On Mon, Jul 10, 2017 at 8:14 AM, Nikos Mavrogiannopoulos <n...@redhat.com>
wrote:

> Certainly, but that doesn't need to happen on this working group, nor
> protocols which implement similar solutions need to be called TLS.
>

I'll belabor this point: rather than thinking about what these providers
are owed, which is nothing, it is better to think about what is best for
TLS overall. Selfishly, I have a strong preference to see TLS1.3 succeed
and that within a matter of years, we no longer have to support TLS1.2 or
earlier versions.

If some networks and operators feel that they can't feasibly use TLS1.3,
they're very likely to stay on the older versions. We could consider
brinkmanship; and see who blinks first if we try to disable the older
versions anyway, but that's a gambit that often makes hostages out of
innocent users, and can end up serving to taint TLS1.3 with reliability
issues and hold back its adoption.

It's clear that there is a strong distaste here for the kind of MITM being
talked about, and many wish not to give it any kind of stamp of approval
within the standard; that that itself would also taint TLS1.3 with security
concerns. Proxies are proposed as a work-around instead, as it avoids any
changes to protocol. But this seems like cutting our noses off to spite our
faces.
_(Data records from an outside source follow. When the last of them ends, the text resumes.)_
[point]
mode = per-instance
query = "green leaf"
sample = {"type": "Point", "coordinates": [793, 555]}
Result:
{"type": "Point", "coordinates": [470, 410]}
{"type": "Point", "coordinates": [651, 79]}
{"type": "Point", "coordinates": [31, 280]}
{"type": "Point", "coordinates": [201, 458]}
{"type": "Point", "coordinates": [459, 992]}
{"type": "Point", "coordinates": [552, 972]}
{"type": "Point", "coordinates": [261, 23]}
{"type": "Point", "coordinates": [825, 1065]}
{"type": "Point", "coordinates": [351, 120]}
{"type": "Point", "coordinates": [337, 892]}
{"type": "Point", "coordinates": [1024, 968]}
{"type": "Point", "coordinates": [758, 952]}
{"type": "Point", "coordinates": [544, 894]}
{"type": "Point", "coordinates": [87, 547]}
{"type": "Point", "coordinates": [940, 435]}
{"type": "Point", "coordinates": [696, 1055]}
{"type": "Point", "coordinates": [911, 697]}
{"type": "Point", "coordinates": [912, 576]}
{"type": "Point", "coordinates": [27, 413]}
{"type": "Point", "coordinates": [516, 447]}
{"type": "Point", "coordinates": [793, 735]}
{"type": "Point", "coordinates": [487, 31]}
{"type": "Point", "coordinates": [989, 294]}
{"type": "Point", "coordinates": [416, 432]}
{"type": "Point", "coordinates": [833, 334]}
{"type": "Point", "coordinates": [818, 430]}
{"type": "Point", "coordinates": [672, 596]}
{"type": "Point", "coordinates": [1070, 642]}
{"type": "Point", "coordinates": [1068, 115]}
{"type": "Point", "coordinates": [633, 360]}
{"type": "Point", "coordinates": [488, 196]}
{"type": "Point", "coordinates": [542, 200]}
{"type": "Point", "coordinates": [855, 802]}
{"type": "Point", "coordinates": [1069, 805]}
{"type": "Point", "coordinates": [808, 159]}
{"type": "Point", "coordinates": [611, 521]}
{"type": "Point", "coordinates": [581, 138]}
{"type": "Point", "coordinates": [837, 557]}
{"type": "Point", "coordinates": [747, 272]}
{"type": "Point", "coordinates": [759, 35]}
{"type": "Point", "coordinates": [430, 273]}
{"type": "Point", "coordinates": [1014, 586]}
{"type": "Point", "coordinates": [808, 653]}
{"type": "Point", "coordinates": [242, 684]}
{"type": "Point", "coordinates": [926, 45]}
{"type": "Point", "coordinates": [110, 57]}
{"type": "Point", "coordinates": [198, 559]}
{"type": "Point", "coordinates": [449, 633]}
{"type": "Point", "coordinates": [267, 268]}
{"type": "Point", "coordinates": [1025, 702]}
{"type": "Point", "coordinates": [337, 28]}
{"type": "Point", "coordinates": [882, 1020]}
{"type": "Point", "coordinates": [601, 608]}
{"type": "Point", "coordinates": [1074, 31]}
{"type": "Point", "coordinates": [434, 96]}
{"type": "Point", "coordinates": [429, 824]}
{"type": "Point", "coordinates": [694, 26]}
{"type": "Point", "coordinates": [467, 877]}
Proxies tend to be always-on and render plaintext much more
accessible than a tcpdump tap. Proxies are also inline, read-write, and
subject to exploit in a worse way than a tcpdump tap (which can be network
isolated). In real security terms, I absolutely buy that proxies would be
worse for overall security and all of the properties that TLS is supposed
to provide, in some environments. That would seem like a bizarre conclusion.